Farewell, Toba

By -

Preface to all three posts: As pleased as I am with the warm reception of my first novel, I have, over the course of the past year, been engaging in a massive re-write. As I continue to slave away on this, I have worked hard to do something which, for me, is very challenging. Specifically, to throw away content (particularly when I'm fond of it). Still, it's for the good of the novel as a whole, so I am disposing of three "vignettes" sprinkled throughout the first version. For the sake of posterity, and mostly because I want some eyeballs to read these before they are tossed into the dustbin, I present one of them here:

Seventy thousand years ago, in the midst of the Barisan Mountains on the island of Sumatra, the volcano Mount Toba exploded with a force and violence that homo sapiens had never experienced. Nearly seven hundred cubic miles of ash and lava were hurled onto the land and into the sky and, over the course of the eruption, six billion tons of sulfur dioxide spewed into Earth’s atmosphere.

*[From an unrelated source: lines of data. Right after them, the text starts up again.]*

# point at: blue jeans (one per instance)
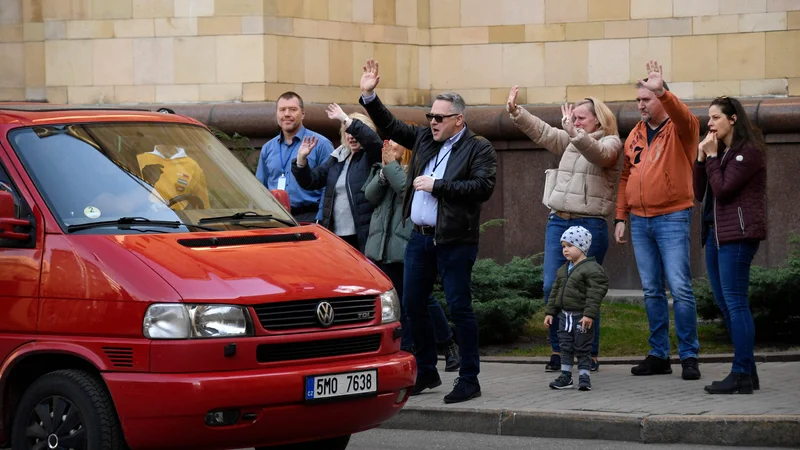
(661, 247)
(554, 258)
(441, 326)
(729, 273)
(454, 263)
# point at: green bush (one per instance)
(504, 297)
(774, 296)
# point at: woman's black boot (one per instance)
(734, 383)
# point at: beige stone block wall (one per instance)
(132, 51)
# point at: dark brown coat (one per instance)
(736, 182)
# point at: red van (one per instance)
(153, 294)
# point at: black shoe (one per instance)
(691, 371)
(463, 391)
(734, 383)
(652, 366)
(451, 358)
(753, 378)
(426, 382)
(584, 383)
(564, 381)
(554, 365)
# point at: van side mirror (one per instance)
(283, 197)
(8, 219)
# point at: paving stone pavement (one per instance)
(524, 387)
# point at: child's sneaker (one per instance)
(584, 383)
(564, 381)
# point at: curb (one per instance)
(767, 430)
(634, 360)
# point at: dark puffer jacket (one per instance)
(580, 290)
(326, 175)
(736, 183)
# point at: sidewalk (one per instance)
(516, 400)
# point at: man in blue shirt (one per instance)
(274, 164)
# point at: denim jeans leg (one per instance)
(553, 259)
(672, 233)
(648, 261)
(441, 327)
(734, 263)
(599, 229)
(418, 279)
(714, 279)
(455, 263)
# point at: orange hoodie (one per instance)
(656, 179)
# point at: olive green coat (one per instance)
(388, 235)
(580, 290)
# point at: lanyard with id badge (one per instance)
(282, 178)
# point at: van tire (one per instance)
(337, 443)
(72, 390)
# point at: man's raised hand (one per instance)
(370, 78)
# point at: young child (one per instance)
(579, 288)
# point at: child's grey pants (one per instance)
(574, 340)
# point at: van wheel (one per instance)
(337, 443)
(66, 409)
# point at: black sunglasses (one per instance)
(439, 117)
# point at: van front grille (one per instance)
(318, 349)
(303, 313)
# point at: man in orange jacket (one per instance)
(655, 190)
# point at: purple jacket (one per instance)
(738, 181)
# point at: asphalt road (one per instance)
(385, 439)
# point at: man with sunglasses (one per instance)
(451, 173)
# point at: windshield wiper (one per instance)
(126, 222)
(242, 216)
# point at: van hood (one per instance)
(250, 273)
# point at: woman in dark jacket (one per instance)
(730, 178)
(345, 209)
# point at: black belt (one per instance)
(425, 230)
(305, 209)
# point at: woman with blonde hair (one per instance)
(345, 210)
(388, 236)
(581, 192)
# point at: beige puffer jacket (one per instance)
(587, 175)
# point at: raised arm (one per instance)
(542, 134)
(686, 123)
(398, 131)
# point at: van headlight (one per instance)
(182, 321)
(390, 307)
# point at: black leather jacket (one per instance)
(468, 180)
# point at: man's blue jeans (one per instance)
(454, 264)
(441, 326)
(729, 274)
(661, 247)
(554, 258)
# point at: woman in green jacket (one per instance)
(388, 236)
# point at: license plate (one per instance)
(341, 385)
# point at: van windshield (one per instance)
(153, 172)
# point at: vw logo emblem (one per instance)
(325, 314)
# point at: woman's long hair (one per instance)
(366, 120)
(604, 115)
(744, 132)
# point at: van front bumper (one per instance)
(169, 411)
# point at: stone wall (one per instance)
(144, 51)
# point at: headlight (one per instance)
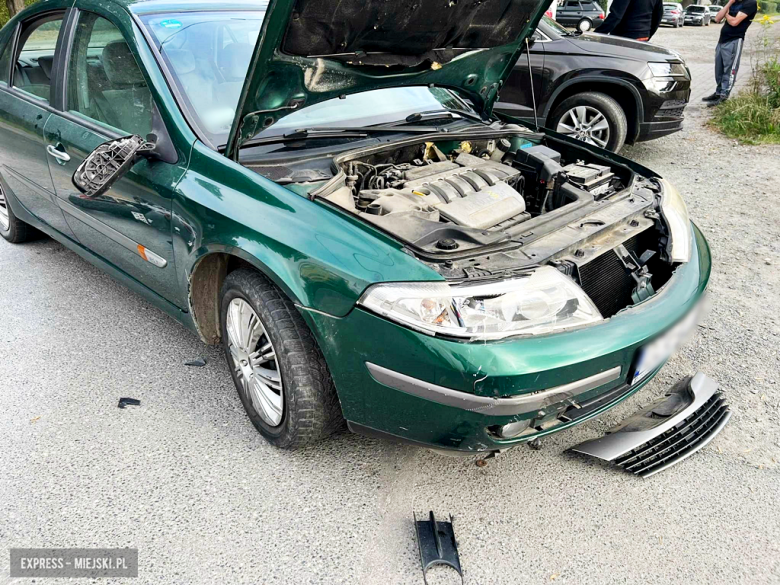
(675, 213)
(666, 69)
(543, 301)
(664, 75)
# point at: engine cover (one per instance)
(470, 191)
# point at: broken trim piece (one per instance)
(437, 544)
(691, 414)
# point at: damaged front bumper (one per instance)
(401, 384)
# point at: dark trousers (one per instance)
(727, 57)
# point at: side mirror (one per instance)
(108, 163)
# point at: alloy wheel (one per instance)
(5, 221)
(254, 361)
(585, 123)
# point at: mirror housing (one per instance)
(109, 162)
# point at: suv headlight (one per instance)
(667, 69)
(541, 302)
(664, 75)
(675, 213)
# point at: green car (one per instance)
(321, 187)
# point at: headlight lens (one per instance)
(667, 69)
(675, 213)
(664, 75)
(543, 301)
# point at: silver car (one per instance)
(673, 14)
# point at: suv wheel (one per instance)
(12, 229)
(277, 367)
(584, 25)
(592, 117)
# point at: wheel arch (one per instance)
(205, 281)
(621, 90)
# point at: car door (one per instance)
(25, 106)
(515, 98)
(106, 95)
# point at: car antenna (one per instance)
(531, 77)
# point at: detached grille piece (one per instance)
(668, 431)
(687, 437)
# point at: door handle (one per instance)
(58, 154)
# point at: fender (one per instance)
(590, 78)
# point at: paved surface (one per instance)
(187, 480)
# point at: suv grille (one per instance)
(682, 440)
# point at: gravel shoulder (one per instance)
(187, 480)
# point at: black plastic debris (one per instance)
(670, 430)
(437, 544)
(129, 402)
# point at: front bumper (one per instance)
(539, 378)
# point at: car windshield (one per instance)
(207, 55)
(555, 26)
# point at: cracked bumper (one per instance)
(399, 383)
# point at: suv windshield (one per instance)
(207, 55)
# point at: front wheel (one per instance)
(592, 117)
(584, 25)
(277, 367)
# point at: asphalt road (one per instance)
(187, 480)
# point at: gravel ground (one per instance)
(187, 480)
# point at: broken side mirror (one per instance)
(109, 162)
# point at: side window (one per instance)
(5, 60)
(36, 57)
(105, 82)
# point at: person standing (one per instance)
(738, 17)
(633, 19)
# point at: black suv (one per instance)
(602, 89)
(583, 15)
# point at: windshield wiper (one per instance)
(343, 132)
(451, 114)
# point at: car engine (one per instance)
(468, 191)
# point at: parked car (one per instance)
(714, 9)
(673, 14)
(580, 14)
(697, 15)
(346, 215)
(602, 89)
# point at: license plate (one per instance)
(660, 349)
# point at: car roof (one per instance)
(153, 6)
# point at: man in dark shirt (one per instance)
(633, 19)
(738, 15)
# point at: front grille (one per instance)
(670, 113)
(683, 439)
(606, 282)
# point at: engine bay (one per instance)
(464, 194)
(492, 207)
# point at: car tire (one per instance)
(598, 102)
(12, 228)
(585, 25)
(309, 408)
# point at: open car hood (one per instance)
(309, 51)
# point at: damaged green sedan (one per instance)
(322, 187)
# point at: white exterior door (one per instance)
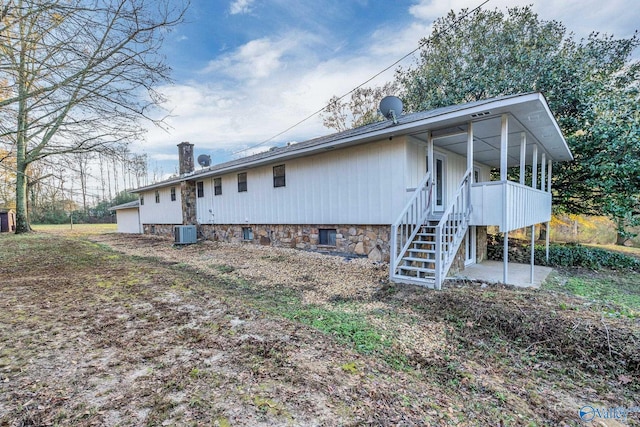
(439, 182)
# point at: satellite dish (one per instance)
(204, 160)
(391, 108)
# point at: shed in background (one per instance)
(7, 220)
(128, 217)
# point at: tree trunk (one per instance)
(22, 218)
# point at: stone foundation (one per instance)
(364, 240)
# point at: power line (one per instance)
(420, 46)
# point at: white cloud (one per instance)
(255, 91)
(240, 6)
(254, 60)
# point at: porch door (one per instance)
(470, 246)
(439, 182)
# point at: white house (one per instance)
(416, 191)
(128, 217)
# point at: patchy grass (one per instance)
(627, 250)
(91, 336)
(616, 292)
(75, 230)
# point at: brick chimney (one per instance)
(185, 157)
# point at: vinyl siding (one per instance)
(355, 185)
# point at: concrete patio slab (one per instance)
(518, 274)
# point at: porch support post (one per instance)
(543, 170)
(534, 167)
(504, 139)
(523, 155)
(505, 255)
(470, 147)
(430, 164)
(533, 250)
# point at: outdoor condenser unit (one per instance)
(185, 234)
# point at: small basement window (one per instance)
(279, 176)
(247, 233)
(242, 182)
(327, 236)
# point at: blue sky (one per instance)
(246, 70)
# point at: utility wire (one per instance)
(420, 46)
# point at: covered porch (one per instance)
(520, 141)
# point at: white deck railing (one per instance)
(509, 205)
(452, 228)
(414, 215)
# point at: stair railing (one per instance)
(452, 228)
(414, 215)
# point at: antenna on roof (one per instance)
(204, 160)
(391, 108)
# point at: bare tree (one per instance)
(80, 76)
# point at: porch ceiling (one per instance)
(531, 119)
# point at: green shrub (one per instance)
(584, 256)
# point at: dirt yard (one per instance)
(129, 330)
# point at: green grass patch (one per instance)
(586, 257)
(351, 328)
(618, 294)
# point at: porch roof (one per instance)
(449, 124)
(529, 114)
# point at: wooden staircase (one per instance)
(423, 247)
(419, 260)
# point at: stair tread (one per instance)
(416, 259)
(421, 269)
(422, 251)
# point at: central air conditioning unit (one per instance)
(185, 234)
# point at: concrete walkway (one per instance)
(518, 274)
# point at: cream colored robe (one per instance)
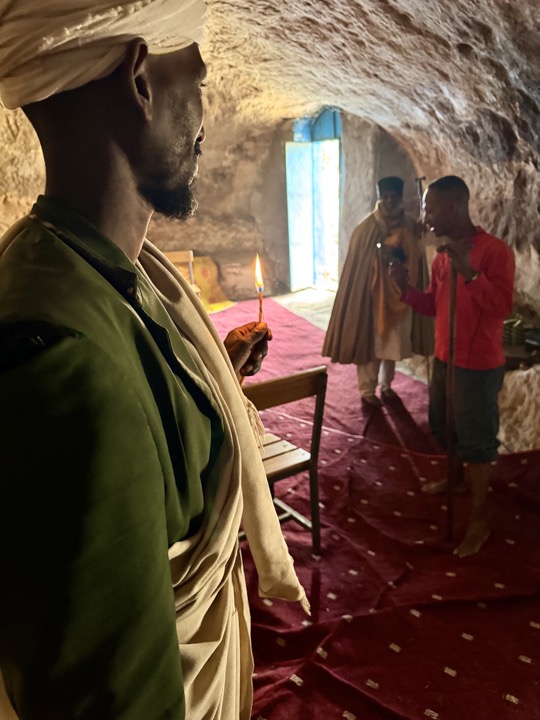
(213, 623)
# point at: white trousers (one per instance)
(376, 372)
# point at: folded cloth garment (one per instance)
(48, 47)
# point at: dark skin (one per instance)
(447, 215)
(121, 148)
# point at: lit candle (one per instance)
(259, 284)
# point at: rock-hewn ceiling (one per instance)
(457, 82)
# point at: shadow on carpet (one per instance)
(400, 627)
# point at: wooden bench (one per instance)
(281, 458)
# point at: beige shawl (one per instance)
(213, 623)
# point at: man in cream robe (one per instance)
(369, 325)
(129, 453)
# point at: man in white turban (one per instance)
(129, 453)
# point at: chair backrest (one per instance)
(288, 388)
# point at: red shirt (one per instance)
(481, 305)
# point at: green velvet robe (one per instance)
(108, 441)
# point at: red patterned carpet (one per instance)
(400, 627)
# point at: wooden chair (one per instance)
(183, 262)
(281, 458)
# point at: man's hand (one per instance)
(460, 256)
(247, 346)
(400, 275)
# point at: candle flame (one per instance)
(258, 275)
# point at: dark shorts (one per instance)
(476, 410)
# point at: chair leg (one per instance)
(315, 516)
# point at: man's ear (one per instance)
(136, 76)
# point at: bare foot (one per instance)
(476, 535)
(438, 486)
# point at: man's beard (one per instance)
(178, 203)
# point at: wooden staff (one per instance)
(422, 261)
(452, 462)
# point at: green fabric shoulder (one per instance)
(87, 619)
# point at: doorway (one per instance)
(313, 201)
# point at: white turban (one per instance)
(48, 46)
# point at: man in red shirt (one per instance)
(484, 295)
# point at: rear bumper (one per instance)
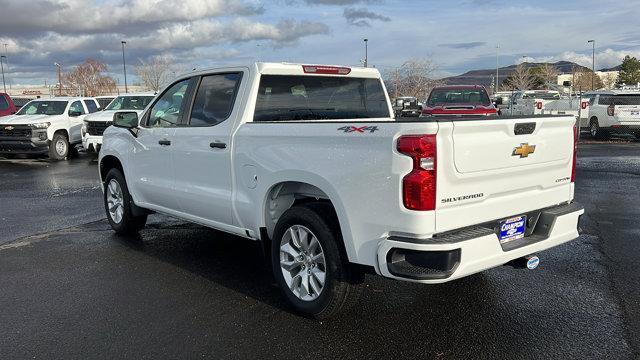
(24, 146)
(471, 250)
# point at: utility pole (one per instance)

None of the one hundred thousand humans scattered across a far-away continent could see the blast, but the volcano’s indirect effects would be felt soon enough. As the soot and poisonous gas billowed into the atmosphere and enveloped the planet, the temperature began to drop precipitously, and acid rain drenched the land. As the protective ozone layer disintegrated from the sky, ultraviolet rays were suddenly able to find their way to the planet’s surface, as well as the skin and eyes of the humans living in their only home, Africa.

During the volcanic winter which came forth and then set in for years to come, the humans began to die off, one by one, often in agony. The darkened skies, poisoned precipitation, and plunging temperatures around the planet strangled away all the normal conditions which allowed plants and animals to thrive. In turn, desperate men and women found nourishment increasingly hard to find, and those who managed not to succumb to starvation were instead struck down by blindness, cancer, or other maladies of their newly hostile world.

This single distant eruption of a faraway mountain may well have snuffed out the entire species were it not for a tiny but fortunate sliver of humanity that happened to be near the ocean coastline. Near the water, the humans at least had the moderating effect of the currents to counter the frigid air, and enough freshwater springs and nearby sea life that could be scavenged to survive. Following the worst depths of the catastrophe, a mere thousand humans had managed to survive the bewildering nightmare that swept across the entirety of the enormous planet.

Those one thousand hardy souls were the fathers and mothers of all generations yet to come, yet no record would exist among them of how close they came to vanishing forever. The facts of the catastrophe were preserved only within the stone of the planet. As for the individual memories of that near-extinction, those would die off along with every soul who had managed to survive the worldwide cataclysm. Never had humanity come so perilously close to being just another buried memory of Mother Earth.